Governadores, prefeitos e
seus partidos terão de enfrentar os custos – políticos e fiscais – associados à
revisão das normas previdenciárias.
A maior parte dos Estados
tem encontro marcado com uma crise financeira devastadora, parecida com a do
Rio de Janeiro, se nada fizerem para controlar o déficit nas contas
previdenciárias. Essas contas estavam no vermelho em 22 Estados e no Distrito
Federal em 2015 – e os problemas devem ter continuado a agravar-se no ano
passado, segundo os dados preliminares.
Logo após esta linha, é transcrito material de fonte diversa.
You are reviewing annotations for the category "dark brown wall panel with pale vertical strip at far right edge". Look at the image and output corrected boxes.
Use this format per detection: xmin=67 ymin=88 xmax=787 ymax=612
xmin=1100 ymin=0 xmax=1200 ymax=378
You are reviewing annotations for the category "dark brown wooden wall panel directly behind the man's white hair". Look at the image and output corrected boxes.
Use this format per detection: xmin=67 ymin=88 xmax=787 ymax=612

Entre 2009 e 2015 o déficit dos
sistemas próprios de Previdência passou de R$ 49 bilhões para R$ 77 bilhões,
soma correspondente a pouco mais de 1,2% do Produto Interno Bruto (PIB). Esse
levantamento, contido em nota técnica do Instituto de Pesquisa Econômica
Aplicada (Ipea), foi publicado ontem no Estado. Na semana anterior, o
presidente Michel Temer havia decidido excluir Estados e municípios do projeto
de reforma previdenciária mandado ao Congresso.
Essa exclusão reduz o
custo político da reforma para o governo federal e pode, segundo fontes do
Executivo, facilitar a aprovação do projeto. Mas de nenhum modo dispensa as
autoridades estaduais e municipais de buscar solução para o desajuste cada vez
maior de suas contas. Buscar solução implica, nesse caso, recalibrar as
próprias finanças para garantir o funcionamento da administração e o
cumprimento das obrigações do poder público, estadual ou municipal.
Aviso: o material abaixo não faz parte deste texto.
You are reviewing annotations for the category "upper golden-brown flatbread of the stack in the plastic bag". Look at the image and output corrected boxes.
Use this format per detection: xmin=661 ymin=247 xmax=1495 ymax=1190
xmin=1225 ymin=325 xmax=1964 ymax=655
Governadores, prefeitos e seus partidos terão de enfrentar os custos –
políticos e fiscais – associados à revisão das normas previdenciárias.
Segundo o relatório do
Ipea, o déficit previdenciário dos Estados diminuiu entre 2006 e 2008, muito
ligeiramente, e cresceu com vigor a partir de 2009, chegando a 13,2% da receita
corrente líquida. Em 2015, 4 unidades eram superavitárias, 1 tinha déficit
inferior a 6,5% da receita corrente líquida, 14 estavam na faixa de 6,5% a 13%,
5 no intervalo de 13% a 19,5% e 3 acima deste nível. Os Estados em crise
financeira mais funda estavam, naturalmente, nas duas faixas mais altas.
O agravamento da crise da
Previdência a partir de 2009 é explicado pelos técnicos do Ipea com base em
dois fatores principais. O primeiro é o contraste entre o aumento de servidores
inativos (38% na última década) e a quase estagnação dos ativos. Cada
trabalhador ativo passou, portanto, a sustentar um número maior de aposentados
e pensionistas. O segundo fator foi o forte aumento salarial concedido aos
servidores ativos e transferido aos inativos. A elevação real de salários entre
2006 e 2015 foi da ordem de 50%.
Ao manejar suas contas, e
especialmente ao conceder aumentos de salários muito acima da inflação, as
autoridades estaduais puderam exercer amplamente a autonomia típica de um
regime federativo. Eles costumam defender esse tipo de autonomia. Num sistema
razoavelmente equilibrado, no entanto, cuidar dos próprios problemas é a
contrapartida habitual da autonomia.
É muito mais confortável e
menos desgastante apelar para o governo federal para eliminar as dificuldades.
Parlamentares defendem o mesmo ponto de vista, quando rejeitam a exigência de
ajustes como contrapartida da ajuda federal. Usar recursos federais dessa
maneira é assaltar os contribuintes dos demais Estados, convertidos em
responsáveis pelos erros de alguns governos.
Não só políticos e alguns sindicalistas, no entanto, apoiam a
irresponsabilidade fiscal e o irrealismo financeiro. Políticas desse tipo podem
até mesmo ser abençoadas por autoridades da Igreja. Em declaração contra a
proposta de reforma da Previdência, classificada como destruidora de direitos,
a Confederação Nacional dos Bispos do Brasil (CNBB) propõe, entre outras
soluções, “auditar a dívida pública, taxar rendimentos das instituições
financeiras, rever a desoneração da exportação de commodities, identificar e
cobrar os devedores da Previdência”. Essa proposta mistura tolices do século
passado, como a ideia da auditoria da dívida pública, bobagens econômicas, como
a taxação das exportações de commodities (os concorrentes do Brasil
agradeceriam), e obviedades, como ir atrás dos devedores. Não se faz justiça
com ignorância. Isso os senhores bispos deveriam saber.